A tal proposito abbiamo votato all’unanimità in consiglio regionale un ordine del giorno, da me presentato, con il quale si impegnava la giunta a definire entro il 30 giugno il piano degli interventi indicati peraltro dalla precedente amministrazione – nei Comuni dove la concentrazione di arsenico era pari o superiore ai 20 microgrammi per litro.
Successivamente è intervenuta una proroga per tali interventi, che termina il 30 settembre.
Adesso a due giorni dalla scadenza, chiediamo al presidente Zingaretti a che punto siano i lavori e, viste le preoccupazioni lamentate dai cittadini sullo stato degli interventi, vogliamo sapere se da martedi primo ottobre la situazione tornerà alla normalità e se l’acqua sarà potabile (nei comuni dove la concentrazione di arsenico sia pari o superiore ai 20 microgrammi).
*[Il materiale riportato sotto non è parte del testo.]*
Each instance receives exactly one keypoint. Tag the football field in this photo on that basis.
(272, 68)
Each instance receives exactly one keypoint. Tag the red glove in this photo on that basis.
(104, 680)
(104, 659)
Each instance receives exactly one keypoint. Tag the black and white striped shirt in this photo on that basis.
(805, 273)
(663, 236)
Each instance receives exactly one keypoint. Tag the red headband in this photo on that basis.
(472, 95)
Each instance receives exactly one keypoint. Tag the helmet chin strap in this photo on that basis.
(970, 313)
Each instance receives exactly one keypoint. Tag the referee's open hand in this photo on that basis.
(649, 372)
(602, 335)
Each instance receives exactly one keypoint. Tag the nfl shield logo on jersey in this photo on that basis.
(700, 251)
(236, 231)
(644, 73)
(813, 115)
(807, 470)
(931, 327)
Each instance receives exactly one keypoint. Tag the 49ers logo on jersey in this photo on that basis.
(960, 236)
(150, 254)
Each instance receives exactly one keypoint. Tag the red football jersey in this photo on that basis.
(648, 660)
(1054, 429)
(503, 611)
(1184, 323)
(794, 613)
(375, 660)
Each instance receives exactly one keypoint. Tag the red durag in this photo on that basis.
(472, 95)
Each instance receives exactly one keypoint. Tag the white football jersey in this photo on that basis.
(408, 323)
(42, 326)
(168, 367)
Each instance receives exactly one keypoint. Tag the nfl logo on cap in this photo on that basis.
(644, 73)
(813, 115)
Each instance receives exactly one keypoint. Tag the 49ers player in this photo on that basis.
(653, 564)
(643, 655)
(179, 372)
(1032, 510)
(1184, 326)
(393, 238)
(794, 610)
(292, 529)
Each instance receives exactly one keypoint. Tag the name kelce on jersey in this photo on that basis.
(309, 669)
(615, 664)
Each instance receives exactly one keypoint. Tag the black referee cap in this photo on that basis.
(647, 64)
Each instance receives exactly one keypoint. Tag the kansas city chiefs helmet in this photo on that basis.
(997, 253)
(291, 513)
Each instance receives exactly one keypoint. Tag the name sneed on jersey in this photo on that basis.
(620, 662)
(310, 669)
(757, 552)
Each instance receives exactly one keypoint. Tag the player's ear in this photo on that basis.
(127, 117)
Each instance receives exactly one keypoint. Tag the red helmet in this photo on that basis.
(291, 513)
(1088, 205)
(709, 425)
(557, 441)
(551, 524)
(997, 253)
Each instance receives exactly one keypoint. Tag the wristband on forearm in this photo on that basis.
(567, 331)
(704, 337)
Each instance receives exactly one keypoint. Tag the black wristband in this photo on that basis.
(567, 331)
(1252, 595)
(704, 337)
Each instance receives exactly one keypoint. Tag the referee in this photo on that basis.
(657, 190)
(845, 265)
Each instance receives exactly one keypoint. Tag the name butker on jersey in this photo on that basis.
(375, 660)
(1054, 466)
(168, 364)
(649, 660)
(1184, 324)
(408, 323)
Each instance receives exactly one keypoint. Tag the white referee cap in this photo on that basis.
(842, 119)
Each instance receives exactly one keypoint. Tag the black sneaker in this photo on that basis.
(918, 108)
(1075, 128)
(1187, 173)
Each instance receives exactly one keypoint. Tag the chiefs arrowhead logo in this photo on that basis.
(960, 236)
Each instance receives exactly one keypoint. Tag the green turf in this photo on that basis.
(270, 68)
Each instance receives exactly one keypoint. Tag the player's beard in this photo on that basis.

Quindi, utilizzando un vecchio proverbio: martedi caro Zingaretti, bevi o affoghi?
A ridosso della scadenza, visto che si tratta di una tematica delicata e molto sentita dai cittadini, chiediamo quindi all’amministrazione un report ufficiale sullo stato dei lavori per ognuno degli impianti oggetto di intervento da parte della Regione Lazio.